Problemi nel controllo della veridicità delle richieste
Leggendo nella sua interezza la normativa, questa appare abbastanza semplicistica perché si afferma, per esempio, che non è necessario presentare studi di efficacia, dando per scontato che il principio attivo già abbia prove in questo senso. Inoltre, i prodotti con formulazioni raccomandata dagli European Centers for Disease Control o dal WHO sono automaticamente riconosciuti così come i prodotti già autorizzati in altri Stati membri o, ancora, prodotti la cui efficacia sia desumibile dalla composizione (“presentare giustificazione” [sic]). Ma il criterio che maggiormente fa correre il rischio di creare confusione si trova ancora nel “famoso” comma 2 dove si afferma che la produzione di disinfettanti come PMC deve avvenire in stabilimenti autorizzati ai sensi del DPR 392/98. Se però un’azienda che commercia un prodotto finito compra la materia prima a monte da un altro produttore, dovrebbe verificare se quest’ultimo ha già l’autorizzazione a produrre un PMC registrato altrimenti, verrebbe da credere, non è possibile procedere automaticamente con il consueto lavoro. Inoltre, ci si pone la domanda: applicando questa gravosa procedura nell’attuale emergenza, chi e quando controllerà la veridicità di tutto quello che verrà presentato nelle domande che, presumibilmente, giungeranno in grande quantità? E ancora: che cosa succederà dei prodotti che verranno approvati in questo periodo e, soprattutto, al termine dei 180 giorni? Per esempio: se oggi è in vendita un prodotto che non è un PMC ma è definito igienizzante, domani lo si potrà presentare con lo stesso nome o con un nome di fantasia trovando la stessa molecola da una parte considerata igienizzante e dall’altra PMC? Insomma, all’interno del documento ci sono una serie molte lacune che non vengono chiarite nei documenti allegati e che lasciano notevoli perplessità.

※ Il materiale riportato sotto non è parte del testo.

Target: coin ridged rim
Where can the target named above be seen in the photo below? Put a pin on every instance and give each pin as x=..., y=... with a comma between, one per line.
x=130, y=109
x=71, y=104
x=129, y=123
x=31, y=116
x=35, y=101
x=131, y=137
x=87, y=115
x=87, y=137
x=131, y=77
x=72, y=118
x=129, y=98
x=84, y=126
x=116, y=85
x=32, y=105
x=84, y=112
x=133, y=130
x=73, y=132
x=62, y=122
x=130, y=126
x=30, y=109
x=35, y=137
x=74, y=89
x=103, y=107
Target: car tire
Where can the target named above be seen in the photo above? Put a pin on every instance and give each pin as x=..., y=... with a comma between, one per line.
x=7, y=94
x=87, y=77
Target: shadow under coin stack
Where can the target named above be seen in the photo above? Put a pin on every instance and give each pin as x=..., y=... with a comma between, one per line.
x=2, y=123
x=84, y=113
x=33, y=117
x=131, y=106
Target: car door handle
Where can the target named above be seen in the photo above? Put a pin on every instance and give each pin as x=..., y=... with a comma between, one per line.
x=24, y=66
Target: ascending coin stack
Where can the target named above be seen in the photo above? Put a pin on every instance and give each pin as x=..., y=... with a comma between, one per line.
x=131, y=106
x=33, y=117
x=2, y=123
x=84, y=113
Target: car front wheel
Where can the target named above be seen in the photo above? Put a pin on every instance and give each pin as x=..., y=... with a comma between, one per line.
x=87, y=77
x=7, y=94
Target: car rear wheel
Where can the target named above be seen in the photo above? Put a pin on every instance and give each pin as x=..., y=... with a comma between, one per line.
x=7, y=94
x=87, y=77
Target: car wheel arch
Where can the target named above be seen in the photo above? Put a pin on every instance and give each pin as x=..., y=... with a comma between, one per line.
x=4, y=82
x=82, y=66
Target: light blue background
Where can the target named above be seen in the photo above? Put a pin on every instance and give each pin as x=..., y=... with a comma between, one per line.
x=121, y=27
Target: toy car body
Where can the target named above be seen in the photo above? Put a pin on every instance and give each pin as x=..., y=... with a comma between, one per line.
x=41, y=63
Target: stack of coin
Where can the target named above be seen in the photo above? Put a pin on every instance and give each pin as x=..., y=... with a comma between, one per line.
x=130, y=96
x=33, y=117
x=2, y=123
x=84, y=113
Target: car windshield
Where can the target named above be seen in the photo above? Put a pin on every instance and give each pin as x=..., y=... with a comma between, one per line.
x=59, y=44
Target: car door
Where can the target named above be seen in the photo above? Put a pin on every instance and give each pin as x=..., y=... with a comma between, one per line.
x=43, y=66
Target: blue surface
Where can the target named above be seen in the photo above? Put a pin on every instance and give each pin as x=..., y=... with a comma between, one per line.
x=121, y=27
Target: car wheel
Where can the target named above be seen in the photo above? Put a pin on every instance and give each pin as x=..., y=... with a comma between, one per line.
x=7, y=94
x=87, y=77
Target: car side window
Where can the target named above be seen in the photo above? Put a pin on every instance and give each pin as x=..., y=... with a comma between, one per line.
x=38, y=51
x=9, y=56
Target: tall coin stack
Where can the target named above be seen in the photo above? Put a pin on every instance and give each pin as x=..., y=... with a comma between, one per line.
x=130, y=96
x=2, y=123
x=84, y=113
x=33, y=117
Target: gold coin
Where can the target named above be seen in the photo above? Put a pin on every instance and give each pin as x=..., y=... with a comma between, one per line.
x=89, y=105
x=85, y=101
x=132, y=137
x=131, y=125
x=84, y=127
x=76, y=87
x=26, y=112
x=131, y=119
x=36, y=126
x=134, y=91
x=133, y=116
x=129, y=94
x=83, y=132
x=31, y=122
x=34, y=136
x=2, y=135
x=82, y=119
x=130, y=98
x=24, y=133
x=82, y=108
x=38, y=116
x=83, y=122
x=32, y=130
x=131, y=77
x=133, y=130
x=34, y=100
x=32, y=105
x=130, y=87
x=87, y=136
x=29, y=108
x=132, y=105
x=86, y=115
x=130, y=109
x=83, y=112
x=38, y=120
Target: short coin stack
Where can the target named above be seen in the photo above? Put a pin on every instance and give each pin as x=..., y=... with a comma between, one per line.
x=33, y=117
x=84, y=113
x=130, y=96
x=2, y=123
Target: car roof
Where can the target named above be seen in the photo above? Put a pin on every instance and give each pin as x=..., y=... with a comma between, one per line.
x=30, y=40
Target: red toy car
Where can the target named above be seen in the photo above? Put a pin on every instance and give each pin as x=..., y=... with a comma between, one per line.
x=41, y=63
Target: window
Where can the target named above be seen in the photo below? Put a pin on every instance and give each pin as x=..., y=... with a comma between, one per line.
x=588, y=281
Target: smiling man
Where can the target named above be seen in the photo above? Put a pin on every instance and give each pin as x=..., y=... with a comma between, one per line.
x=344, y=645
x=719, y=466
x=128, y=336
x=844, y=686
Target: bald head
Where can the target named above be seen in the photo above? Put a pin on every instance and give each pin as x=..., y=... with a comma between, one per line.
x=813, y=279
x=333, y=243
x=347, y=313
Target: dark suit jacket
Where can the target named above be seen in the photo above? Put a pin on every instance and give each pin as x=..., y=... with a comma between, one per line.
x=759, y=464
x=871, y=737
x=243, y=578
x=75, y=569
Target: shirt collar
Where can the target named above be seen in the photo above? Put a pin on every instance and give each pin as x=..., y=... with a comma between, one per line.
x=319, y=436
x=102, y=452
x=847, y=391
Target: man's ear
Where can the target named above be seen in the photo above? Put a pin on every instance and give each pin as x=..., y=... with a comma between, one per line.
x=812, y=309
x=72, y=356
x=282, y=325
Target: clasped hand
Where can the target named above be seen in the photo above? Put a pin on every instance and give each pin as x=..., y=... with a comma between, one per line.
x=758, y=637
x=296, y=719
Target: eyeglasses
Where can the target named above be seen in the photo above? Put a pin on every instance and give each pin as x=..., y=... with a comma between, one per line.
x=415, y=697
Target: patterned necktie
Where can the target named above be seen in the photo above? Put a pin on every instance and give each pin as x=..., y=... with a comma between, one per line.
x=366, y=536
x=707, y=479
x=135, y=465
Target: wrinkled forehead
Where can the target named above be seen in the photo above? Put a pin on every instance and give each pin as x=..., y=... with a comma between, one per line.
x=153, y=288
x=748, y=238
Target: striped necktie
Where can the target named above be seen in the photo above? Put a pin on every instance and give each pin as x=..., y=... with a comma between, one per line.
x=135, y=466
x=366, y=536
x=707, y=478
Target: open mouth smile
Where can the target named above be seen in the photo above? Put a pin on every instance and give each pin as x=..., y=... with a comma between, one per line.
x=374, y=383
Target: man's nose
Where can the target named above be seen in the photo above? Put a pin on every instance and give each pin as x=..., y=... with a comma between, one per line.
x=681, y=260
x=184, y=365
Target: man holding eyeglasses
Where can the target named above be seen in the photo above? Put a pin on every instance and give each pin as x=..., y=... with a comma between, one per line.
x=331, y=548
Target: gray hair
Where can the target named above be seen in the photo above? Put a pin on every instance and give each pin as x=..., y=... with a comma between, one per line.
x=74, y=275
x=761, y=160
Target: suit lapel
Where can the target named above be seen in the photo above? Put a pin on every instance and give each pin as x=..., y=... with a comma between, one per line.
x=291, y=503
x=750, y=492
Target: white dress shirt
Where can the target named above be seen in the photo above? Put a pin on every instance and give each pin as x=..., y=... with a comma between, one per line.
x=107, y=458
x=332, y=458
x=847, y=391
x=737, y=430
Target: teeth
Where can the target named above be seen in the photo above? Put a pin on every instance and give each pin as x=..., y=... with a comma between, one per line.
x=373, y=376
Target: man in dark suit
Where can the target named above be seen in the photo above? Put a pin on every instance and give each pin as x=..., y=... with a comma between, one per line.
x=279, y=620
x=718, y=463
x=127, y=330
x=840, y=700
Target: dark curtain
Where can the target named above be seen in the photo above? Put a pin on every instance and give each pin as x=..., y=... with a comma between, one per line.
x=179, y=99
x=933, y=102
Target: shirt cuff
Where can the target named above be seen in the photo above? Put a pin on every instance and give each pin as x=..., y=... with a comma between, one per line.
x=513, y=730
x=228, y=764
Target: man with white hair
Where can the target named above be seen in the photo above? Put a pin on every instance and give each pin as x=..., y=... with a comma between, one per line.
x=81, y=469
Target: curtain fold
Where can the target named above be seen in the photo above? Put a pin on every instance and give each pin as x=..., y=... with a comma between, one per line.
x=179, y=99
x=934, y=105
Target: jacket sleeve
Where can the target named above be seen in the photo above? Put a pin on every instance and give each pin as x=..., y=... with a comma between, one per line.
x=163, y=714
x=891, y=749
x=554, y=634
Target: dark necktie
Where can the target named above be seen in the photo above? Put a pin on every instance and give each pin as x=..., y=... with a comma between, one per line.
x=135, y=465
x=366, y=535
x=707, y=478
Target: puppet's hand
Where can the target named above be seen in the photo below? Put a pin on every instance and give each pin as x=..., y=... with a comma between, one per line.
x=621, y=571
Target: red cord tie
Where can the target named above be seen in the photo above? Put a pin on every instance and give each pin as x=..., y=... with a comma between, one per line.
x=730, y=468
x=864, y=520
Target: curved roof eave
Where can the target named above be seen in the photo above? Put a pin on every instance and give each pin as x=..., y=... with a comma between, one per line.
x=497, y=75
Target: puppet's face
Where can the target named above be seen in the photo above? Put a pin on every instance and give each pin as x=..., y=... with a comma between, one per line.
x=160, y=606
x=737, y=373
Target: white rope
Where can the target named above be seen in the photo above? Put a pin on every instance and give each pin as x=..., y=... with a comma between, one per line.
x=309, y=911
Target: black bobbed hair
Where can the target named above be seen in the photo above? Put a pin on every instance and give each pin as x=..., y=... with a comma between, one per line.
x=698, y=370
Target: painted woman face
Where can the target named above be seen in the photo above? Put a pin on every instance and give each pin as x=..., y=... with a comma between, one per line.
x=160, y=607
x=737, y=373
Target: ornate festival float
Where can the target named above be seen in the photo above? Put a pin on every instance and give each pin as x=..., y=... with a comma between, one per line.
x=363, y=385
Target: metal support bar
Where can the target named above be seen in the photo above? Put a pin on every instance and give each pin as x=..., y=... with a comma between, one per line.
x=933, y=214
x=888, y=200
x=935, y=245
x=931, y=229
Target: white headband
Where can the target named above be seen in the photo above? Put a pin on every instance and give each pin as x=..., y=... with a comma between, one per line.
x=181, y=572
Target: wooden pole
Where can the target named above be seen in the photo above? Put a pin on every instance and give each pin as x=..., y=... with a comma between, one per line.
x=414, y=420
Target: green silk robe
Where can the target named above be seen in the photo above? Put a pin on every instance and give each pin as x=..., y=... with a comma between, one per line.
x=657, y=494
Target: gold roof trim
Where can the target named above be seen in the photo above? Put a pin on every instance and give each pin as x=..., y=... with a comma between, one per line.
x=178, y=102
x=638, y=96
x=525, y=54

Possibili ricadute sull’industria del settore e in fase 2
Inoltre, si apre una nuova possibilità, ovvero che un domani questo metodo di sospensione temporanea di normative possa essere replicato in altri settori: e questo sarebbe un ulteriore motivo di preoccupazione, dato che l’Italia sotto questo profilo è uno dei Paesi più rigidi (basti pensare che, in questo ambito, per la Food and Drug Administration statunitense le reti della maglia sono molto più larghe di quelle europee). Non solo: con questo provvedimento rischiano di essere penalizzate quelle aziende produttrici di disinfettanti, soprattutto italiane, che in questi anni hanno fatto investimenti importanti in un settore (abbandonato dalle grosse multinazionali per via di marginalità di guadagno molto basse anni fa rispetto alla farmaceutica) reso ancora più complesso dalla ricerca di nuove molecole che rispondessero ai requisiti della normativa dei criteri ambientali minimi. In questo senso molte aziende del settore di notevole serietà potrebbero risentirsi di una normativa che di fatto consente un’eccessiva libertà. Da segnalare, tra l’altro, che, con una nota del 6 aprile inviata a tutti gli associati, Federchimica Confindustria rende nota la decisione europea. Al di là dell’aspetto industriale, la preoccupazione nasce dalla seguente considerazione. La fase 2 prevede infiniti controlli (nell’utenza domestica, nelle RSA, negli uffici) e una serie di normative stringenti quali la disinfezione due volte al giorno, la disinfezione dei canali aeraulici perché a condizionamento, la sanificazione prima e durante la riapertura. Il rischio, allora, è che se non si adottano procedure e protocolli codificati e validati, gli esercenti possono pensare di attuare procedure valide ai fini del contenimento dei COVID-19 e trovarsi invece a far fronte a possibili rebound infettivi. Per essere espliciti: il timore è che, in questo stato di cose, qualcuno ne possa abusare o che ci siano anche delle non verifiche dovute all’emergenza. E soprattutto che – con l’alibi del non essere nei tempi per applicare quello che era previsto nella normativa europea in data 26 maggio – si stia facendo una sorta di sanatoria, creando una situazione di caos se non verrà governata e controllata a dovere.